For those of you who are still wondering why something that puts on extra load on the server and takes longer to finish is considered better by the user, there are two reasons:
- Psychological: Giving the user an early indication of some progress creatives some incentive for the user to wait rather than sending no information. Even getting the status bar to say
recieving from …as opposed to
sending request to …makes a difference.
- Pipeline effect: An average web page has references to various resources (images, external css files, etc. etc.) that are needed to completely render a page. It turns out that most browsers can initiate the retrieval of those resources before the page loads up completely. Pushing out a partial response early on gives the browsers a chance to get started with other things early on. So while the additional flushes done on the server side might have slowed down the turnaround time for basic page transmission, the overall turnaround time as seen by the user can still drop with this technique.

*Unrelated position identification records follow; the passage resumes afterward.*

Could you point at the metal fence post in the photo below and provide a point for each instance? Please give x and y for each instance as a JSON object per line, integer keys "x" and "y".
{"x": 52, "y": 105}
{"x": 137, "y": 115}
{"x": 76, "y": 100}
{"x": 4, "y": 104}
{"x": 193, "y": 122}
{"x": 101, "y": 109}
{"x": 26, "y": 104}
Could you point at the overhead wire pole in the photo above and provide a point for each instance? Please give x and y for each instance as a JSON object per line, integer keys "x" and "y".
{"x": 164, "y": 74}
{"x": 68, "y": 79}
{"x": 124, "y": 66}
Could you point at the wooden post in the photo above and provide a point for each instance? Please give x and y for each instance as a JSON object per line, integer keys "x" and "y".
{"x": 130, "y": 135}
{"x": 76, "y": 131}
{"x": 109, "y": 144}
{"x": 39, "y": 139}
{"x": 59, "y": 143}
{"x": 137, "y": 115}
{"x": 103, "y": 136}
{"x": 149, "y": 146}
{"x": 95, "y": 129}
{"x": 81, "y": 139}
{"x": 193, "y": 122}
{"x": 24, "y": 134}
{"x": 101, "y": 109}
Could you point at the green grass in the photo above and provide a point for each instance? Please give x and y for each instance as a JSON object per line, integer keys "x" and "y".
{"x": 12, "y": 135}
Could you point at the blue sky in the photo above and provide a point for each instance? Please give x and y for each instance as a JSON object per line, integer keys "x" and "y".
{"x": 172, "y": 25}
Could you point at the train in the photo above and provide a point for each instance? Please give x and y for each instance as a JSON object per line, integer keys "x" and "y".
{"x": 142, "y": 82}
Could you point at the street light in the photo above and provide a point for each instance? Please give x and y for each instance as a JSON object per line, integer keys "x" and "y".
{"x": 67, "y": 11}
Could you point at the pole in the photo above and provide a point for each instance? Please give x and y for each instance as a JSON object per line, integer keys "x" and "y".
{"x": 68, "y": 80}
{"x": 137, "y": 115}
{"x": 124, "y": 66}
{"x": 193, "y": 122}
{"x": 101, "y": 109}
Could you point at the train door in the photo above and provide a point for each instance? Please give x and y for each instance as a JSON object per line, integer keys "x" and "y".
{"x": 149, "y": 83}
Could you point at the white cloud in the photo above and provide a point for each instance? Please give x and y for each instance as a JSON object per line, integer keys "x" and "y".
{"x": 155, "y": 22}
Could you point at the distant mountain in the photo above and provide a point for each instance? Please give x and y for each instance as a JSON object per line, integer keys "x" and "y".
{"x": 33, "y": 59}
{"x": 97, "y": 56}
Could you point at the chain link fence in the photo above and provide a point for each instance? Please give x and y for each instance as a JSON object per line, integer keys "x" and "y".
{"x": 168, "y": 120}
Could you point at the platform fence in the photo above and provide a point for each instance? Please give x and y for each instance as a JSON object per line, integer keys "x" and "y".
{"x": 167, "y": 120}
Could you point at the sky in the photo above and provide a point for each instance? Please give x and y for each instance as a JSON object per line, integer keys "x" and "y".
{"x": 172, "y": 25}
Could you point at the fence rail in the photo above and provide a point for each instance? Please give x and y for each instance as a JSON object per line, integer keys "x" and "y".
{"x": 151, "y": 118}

Since throughput signifies the total amount of work that gets done in a unit of time, it turns out that throwing more hardware can sort of solve this problem. As I had mentioned earlier, if you solution scales infinitely, then the hardware addition technique works. The reason why things do not scale infinitely are:
- There ends up being some components that are hard to scale infinitely such as the top level load balancer and the pipes that it is connected to
- Amdahl’s law
One of the most common fixes that is a borderline superstition is to run more threads. In a CPU bound world, having any more threads of execution than the number of compute unit slows things down. In a NUMA based world, certain workloads can be detrimental even when the number of threads matches the number of compute unit available. However, for workloads that are I/O bound, threads do help as long as the different threads are not contending for the same underlying I/O resource. The one exception is rotating storage media where the amortized performance increases as concurrent requests increase but only up to a certain point.
In effect, the reasons for throughput not increasing just by increasing either the concurrency levels of task execution or by throwing in more hardware beyond a certain point is very real.
We are now in an age where people not only believe that hardware is cheap but also in cloud computing that promises provisioning of infinite hardware (i.e. more than you can afford). The thing to remember is that you might extend the life of a given solution for quite sometime by throwing in hardware (at diminishing rate of returns) but if you are chasing response times, you will have to constantly improvise on your design as opposed relying on hardware.